There was a very precise read-through from the scheme drafted and, more specifically, revised by the convention to the Scotland Act, legislated by Her Majesty's Houses of Parliament, there assembled.
Maybe we need to regard the Calman Commission and its attendant debate in the same light. Cautious, steady - yet ultimately productive.
But, boy, is it cautious. Recently, we had the submission from UK Government departments to the commission. And a splendidly Panglossian document it was too. Nothing need change. All, it seemed, was for the best in the best of all possible worlds.
With one exception. If you chaps at Holyrood could see your way to being a bit more understanding over nuclear power, then all would be fine.
Now we are shortly to receive an interim report from the expert panel established by Calman to examine alternatives for funding Scotland. Similarly, I expect it to be quite brilliantly cautious, noting that no alternative to the current set-up meets all the criteria for a funding system: namely, that it should provide equity, accountability, autonomy, stability and efficiency.
For example, you could assign tax revenues to Scotland - say, the product of VAT or income tax. But that might be largely cosmetic, affording no real autonomy.

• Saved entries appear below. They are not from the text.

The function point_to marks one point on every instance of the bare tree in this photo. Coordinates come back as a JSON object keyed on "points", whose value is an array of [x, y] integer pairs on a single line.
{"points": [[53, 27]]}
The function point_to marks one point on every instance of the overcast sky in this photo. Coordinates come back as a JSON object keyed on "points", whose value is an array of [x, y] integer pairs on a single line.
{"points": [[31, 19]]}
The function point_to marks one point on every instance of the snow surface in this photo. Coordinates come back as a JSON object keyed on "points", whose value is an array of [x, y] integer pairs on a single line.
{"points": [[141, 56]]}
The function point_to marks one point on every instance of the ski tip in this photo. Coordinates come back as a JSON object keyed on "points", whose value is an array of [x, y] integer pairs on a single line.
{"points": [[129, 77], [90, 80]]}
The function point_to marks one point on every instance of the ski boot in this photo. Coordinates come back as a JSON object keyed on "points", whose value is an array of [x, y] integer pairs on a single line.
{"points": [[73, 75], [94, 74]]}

There would still be the need for equalisation grants from the Treasury to cover other spending needs and the products of other taxation, not least North Sea oil.
And there's the rub. Say there's a new system of assigned revenues.

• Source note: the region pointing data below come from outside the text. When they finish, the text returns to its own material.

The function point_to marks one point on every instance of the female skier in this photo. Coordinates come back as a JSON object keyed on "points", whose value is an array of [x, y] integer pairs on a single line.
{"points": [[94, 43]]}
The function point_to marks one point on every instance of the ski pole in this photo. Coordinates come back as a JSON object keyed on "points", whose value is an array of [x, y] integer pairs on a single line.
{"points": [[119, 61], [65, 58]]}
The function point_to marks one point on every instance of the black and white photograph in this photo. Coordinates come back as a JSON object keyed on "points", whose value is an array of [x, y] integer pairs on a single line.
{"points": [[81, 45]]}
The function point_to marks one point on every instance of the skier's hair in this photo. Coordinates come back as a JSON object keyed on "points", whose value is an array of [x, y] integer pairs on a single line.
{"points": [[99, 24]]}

Say that lessens by volume the block grant from the Treasury as, by definition, it would do. Say that allows politicians south of the border to argue that Scotland is getting less directly from the UK taxpayer, addressing a political concern over cross-border equity.

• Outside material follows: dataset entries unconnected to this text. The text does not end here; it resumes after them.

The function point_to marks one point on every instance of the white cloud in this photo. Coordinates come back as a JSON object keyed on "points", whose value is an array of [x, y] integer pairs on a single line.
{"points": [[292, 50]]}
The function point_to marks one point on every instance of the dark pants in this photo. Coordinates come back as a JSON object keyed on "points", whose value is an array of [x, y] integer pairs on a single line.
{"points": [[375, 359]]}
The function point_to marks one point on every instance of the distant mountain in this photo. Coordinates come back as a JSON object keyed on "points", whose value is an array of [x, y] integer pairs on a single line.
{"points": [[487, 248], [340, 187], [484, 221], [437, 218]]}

Say, though, that then prompts a necessary review of need in order to calculate the extent of the top-up that would still be required.
Would that be good news for Scotland - where spending is currently higher per head than in England? Ain't necessarily so - especially if the review is driven by the Treasury.
However, I believe today's report will be a vital contribution to the debate over funding. I believe it will give a hard edge to the fluffy, ill-considered debate which frequently surrounds the Barnett formula. I believe it will set out in substantial detail the alternatives: upside and downside.
Cautious? Yes, but rightly so. This is not an issue to be rushed or forced. Caution is sensible.
However, there is a political dimension too - which leads me to think that the Calman exercise will not, after all, mirror the convention.
The convention was wide-ranging, embracing much of civic Scotland. But, politically, it was driven by Labour and the Liberal Democrats with a common objective of delivering an elected parliament with substantial powers, within the United Kingdom.
I still believe that the competing interests within Calman may ultimately prove divergent. The LibDems want radical reform, including substantial tax powers. Labour is much more cautious and, at the UK Government level, partly preoccupied with the wish to placate English opinion.
The Conservatives are, quite understandably, using Calman as a think tank to prepare for what they might have to confront in government, should they win power at Westminster. This has a long way to go.